Hochul's comment dishonored the Bronx


During an interview at a recent California business conference, Gov. Kathy Hochul said, “We have young Black kids growing up in the Bronx who don’t even know what the word ‘computer’ is.”

This particular conference, by the way, was dedicated to expanding economic opportunities in artificial intelligence for low-income communities. No one will remember that now.

According to the AP, Assemblywoman Amanda Septimo — who represents Mott Haven, Concourse and part of Highbridge — called Hochul’s comment “harmful, deeply misinformed, and genuinely appalling.”

Hard to argue.

The implied racism behind the governor’s remark — that there are only Black kids in the Bronx; or, if there are other kids, it’s only the Black ones who don’t know what a computer is — was the subject of a day’s worth of deserved derision in the media and the political punditry before Hochul told the New York Post she misspoke.

Fair enough, perhaps. But what the governor said reflects another insidious ignorance: that the Bronx is a monolithic wasteland of socioeconomic degradation filled, in this case, with Black children and basic technology they can’t hope to identify. Easily, conveniently summarized and dismissed, that’s been the Bronx’s lot for decades.

Even the governor thinks so.

But the Bronx is not one thing, one people, or universally downtrodden. Poverty and lack of access exist everywhere, including in the Bronx. But it’s capricious and foolish for the governor — or anyone else — to use the Bronx as a fallback example of what’s bad about America.

The Bronx is Van Cortlandt Park — which is the city’s third largest, with a history dating back to Colonial times, and will soon host the return of the New York Philharmonic to its lawns.

The Bronx is the New York Yankees — who have played here since 1923, have their own stop on the 4 train, and have won 27 world championships.

The Bronx is the Shalom Aleichem Houses — built in 1926, independent of government subsidies and dedicated to the preservation of secular Yiddish culture.

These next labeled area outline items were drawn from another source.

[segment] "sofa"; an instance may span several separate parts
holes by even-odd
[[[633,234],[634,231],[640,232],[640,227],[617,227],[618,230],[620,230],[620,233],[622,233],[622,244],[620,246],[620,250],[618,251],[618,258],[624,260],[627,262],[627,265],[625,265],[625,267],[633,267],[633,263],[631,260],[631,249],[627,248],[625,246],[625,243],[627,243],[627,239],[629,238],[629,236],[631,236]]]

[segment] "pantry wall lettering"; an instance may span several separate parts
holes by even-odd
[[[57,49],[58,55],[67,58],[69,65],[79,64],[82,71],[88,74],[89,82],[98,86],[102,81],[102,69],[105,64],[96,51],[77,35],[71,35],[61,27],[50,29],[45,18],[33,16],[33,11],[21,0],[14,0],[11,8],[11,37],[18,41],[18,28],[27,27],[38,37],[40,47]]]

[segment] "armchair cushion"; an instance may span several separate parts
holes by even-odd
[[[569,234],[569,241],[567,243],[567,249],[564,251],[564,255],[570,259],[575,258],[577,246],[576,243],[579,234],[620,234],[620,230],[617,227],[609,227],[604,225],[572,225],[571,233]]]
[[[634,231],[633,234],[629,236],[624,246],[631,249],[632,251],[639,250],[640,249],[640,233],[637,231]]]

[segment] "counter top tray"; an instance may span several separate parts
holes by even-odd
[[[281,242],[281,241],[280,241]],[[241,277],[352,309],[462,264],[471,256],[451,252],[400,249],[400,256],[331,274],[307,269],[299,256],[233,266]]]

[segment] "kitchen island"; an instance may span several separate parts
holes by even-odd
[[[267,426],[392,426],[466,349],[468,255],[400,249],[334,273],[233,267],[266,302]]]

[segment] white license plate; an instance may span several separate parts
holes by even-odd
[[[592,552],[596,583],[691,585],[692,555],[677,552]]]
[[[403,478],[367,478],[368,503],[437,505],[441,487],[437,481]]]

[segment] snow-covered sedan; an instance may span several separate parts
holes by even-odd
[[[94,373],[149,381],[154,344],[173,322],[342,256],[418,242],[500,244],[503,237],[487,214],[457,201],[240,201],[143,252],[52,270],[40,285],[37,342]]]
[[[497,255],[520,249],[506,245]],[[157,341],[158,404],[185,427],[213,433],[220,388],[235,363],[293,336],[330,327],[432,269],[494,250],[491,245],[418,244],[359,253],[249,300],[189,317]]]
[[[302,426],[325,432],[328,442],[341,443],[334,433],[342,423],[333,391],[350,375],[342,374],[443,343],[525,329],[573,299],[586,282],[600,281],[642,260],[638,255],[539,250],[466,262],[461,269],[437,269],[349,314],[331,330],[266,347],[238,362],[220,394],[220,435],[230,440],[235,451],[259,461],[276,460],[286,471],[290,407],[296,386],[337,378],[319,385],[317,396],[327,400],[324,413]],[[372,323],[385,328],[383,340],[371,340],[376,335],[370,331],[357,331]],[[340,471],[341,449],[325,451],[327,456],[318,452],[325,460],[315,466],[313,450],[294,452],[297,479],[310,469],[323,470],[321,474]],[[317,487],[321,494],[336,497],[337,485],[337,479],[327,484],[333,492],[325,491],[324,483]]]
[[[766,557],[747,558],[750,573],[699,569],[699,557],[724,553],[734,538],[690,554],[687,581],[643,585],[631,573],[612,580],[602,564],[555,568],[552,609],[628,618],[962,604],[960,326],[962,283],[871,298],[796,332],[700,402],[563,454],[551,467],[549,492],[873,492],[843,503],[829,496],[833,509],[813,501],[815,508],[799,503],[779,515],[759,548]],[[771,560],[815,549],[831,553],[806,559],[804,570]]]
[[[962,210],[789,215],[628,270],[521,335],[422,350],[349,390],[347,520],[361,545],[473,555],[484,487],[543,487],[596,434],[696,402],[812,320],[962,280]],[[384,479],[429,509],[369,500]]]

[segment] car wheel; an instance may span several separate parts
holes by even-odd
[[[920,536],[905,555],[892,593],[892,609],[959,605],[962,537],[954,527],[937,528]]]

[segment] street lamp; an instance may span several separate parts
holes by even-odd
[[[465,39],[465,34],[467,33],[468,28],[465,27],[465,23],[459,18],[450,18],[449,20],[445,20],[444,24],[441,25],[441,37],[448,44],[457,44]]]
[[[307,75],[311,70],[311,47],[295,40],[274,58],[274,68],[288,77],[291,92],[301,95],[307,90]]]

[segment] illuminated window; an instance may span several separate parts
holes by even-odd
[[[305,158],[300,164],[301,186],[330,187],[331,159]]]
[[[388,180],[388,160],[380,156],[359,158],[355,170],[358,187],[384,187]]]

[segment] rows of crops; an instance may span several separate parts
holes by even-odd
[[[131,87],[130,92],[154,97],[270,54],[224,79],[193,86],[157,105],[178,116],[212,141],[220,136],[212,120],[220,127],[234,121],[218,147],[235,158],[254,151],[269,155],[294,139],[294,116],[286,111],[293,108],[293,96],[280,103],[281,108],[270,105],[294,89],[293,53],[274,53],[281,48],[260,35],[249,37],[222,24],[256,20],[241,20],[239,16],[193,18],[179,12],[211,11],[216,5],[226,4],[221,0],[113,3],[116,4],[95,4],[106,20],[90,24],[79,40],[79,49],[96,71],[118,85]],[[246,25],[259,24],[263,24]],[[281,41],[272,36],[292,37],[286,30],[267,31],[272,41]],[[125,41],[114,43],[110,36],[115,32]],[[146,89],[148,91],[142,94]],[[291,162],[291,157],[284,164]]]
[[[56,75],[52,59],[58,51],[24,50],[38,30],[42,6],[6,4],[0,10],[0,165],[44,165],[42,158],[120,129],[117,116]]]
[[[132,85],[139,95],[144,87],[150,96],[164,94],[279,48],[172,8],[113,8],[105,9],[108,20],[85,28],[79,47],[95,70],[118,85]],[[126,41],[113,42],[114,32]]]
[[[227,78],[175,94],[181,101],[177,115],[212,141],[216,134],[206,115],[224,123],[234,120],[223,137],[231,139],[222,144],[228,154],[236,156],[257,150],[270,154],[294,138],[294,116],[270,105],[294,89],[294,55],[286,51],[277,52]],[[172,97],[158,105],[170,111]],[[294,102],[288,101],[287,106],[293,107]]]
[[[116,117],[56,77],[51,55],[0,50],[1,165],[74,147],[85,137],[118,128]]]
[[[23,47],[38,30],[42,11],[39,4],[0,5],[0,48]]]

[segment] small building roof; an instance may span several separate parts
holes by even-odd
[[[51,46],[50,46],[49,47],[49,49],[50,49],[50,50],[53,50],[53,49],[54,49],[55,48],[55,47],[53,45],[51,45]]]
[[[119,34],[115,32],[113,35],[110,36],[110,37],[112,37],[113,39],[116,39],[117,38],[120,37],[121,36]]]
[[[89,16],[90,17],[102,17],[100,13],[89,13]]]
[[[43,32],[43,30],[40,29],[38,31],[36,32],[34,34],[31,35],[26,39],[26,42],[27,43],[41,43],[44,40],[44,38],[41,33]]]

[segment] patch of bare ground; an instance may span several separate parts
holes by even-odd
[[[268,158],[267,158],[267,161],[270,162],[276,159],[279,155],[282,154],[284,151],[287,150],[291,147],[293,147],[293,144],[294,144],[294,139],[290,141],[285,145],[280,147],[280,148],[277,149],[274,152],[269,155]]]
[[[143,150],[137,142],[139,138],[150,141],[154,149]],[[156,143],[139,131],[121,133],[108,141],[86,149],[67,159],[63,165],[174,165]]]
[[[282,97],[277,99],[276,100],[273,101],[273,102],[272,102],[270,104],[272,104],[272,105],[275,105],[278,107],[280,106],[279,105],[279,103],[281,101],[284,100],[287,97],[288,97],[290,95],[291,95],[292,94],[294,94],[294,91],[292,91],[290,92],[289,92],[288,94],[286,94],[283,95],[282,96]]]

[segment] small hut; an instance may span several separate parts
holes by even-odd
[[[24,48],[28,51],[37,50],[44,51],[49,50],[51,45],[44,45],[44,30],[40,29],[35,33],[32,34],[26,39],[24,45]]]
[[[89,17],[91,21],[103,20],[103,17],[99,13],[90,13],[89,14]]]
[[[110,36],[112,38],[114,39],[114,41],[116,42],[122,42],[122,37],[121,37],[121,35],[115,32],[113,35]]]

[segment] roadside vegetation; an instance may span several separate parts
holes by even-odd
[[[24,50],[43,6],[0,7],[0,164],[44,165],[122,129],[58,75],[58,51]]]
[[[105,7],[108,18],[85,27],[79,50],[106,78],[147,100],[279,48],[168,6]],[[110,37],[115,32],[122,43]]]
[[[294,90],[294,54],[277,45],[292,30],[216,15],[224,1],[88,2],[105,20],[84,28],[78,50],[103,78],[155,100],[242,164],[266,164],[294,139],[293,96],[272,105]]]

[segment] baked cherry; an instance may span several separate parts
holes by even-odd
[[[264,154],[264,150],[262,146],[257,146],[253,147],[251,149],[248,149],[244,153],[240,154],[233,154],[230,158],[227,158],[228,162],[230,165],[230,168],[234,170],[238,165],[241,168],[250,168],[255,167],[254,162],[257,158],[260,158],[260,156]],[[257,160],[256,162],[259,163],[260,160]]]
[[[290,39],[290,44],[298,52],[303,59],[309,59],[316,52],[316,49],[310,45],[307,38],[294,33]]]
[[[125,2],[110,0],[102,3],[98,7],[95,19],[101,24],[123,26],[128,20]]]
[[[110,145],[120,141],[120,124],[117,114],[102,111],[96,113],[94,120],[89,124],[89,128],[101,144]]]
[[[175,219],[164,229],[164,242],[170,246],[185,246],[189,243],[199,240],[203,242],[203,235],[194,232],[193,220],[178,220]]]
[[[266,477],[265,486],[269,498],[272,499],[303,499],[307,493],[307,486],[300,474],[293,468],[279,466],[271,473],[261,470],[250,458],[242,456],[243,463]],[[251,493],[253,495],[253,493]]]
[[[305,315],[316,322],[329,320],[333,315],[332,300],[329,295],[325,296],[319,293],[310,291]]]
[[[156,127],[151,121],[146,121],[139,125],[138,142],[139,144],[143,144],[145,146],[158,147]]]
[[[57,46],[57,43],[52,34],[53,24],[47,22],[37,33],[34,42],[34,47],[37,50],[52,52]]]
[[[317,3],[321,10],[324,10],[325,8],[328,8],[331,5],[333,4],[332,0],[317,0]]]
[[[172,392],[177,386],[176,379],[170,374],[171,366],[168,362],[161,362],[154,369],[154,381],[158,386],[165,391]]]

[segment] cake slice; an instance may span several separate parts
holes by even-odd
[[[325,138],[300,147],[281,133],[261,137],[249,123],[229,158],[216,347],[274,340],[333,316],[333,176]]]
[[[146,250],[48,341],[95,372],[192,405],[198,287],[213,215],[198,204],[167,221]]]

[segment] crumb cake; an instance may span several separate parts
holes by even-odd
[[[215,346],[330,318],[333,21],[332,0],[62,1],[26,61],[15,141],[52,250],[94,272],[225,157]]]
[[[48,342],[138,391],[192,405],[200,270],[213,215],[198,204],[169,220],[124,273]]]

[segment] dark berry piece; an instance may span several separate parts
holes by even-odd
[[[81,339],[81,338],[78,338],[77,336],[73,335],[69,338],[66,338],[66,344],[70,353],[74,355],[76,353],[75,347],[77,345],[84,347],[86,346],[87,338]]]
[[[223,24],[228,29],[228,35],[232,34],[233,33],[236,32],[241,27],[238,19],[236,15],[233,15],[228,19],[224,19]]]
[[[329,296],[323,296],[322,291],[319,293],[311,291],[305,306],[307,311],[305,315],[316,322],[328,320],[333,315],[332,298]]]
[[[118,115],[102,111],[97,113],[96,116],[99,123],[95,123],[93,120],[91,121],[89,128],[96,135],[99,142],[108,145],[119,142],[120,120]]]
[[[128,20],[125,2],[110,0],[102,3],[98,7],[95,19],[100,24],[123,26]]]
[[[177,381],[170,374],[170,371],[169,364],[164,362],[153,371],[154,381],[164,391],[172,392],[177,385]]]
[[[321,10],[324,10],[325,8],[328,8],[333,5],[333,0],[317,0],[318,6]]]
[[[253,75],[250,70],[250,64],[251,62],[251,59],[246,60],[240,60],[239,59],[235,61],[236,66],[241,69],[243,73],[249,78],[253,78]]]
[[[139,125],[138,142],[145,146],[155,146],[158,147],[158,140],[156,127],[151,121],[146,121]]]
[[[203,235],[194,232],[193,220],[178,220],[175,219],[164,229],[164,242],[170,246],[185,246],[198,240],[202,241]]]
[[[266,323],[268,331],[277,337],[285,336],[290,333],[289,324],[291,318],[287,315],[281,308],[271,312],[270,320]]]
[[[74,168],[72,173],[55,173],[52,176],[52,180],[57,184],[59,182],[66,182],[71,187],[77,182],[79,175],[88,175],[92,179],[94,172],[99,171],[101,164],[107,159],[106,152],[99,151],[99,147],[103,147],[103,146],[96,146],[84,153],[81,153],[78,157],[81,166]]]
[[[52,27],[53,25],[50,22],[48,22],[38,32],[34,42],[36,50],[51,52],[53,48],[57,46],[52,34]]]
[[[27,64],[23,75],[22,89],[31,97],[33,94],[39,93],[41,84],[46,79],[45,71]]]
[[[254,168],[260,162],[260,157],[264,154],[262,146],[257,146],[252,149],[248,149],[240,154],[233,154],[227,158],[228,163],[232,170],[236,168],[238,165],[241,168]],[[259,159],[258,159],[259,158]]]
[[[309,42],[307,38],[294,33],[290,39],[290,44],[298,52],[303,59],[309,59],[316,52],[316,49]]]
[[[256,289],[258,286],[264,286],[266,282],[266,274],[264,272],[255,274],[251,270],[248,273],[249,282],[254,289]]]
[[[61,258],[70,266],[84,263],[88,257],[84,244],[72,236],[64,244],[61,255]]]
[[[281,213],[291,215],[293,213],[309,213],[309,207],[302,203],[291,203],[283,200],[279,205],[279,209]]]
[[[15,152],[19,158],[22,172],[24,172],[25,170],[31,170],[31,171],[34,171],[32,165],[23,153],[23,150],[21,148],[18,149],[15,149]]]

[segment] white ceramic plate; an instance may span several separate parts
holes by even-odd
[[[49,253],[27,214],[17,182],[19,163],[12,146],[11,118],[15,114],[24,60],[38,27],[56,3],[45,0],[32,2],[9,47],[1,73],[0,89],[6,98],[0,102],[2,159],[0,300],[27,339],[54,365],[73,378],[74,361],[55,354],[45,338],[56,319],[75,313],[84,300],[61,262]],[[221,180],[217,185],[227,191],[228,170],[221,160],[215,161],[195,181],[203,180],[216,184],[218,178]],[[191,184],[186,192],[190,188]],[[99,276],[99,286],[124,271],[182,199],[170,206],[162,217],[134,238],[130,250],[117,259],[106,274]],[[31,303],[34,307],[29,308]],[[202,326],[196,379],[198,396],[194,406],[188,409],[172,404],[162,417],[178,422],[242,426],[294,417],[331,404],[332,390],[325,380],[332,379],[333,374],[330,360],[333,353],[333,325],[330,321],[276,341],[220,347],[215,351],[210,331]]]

The buildings are still there today.

The Bronx is Co-op City — which, built on the land once occupied by an amusement park, is the largest co-operative housing development in the world. It has its own power plant, and is governed by the more than 40,000 people living there.

The Bronx is the zoo and the botanical garden — beautiful, engaging places where nature is nestled in New York City’s northernmost borough.

The Bronx is the Bronx High School of Science — where 99 percent of the students graduate in four years, 60 percent of the students are immigrants or children of immigrants, and math and reading proficiency scores in the top 1 percent.

Bet they have computers over there, too.

The Bronx is Stan Lee and Edgar Allan Poe. It’s Jennifer Lopez and Cardi B. It’s Neil deGrasse Tyson and Stanley Kubrick. It’s Sonia Sotomayor and Darcel Clark.

And the Bronx is this newspaper — founded and run for so much of its history by two generations of the Stein family, who knew and cared about what the totality of this place is, and what it means.

No one likes to be discounted or dismissed. It’s bad enough when outsiders do it, but it’s worse when it comes from inside the house — particularly when that dismissal is done with the tossed-off shorthand of biased stereotypes.

It’s particularly galling, though, for the latest false summation of the Bronx to come from its own governor, who, by definition of duty, should know and embrace every area of her constituency.

Failing to do that — with words so carelessly chosen — is painful to the undeserving Bronx, and an embarrassment to the governor, who surely should think — and speak — better.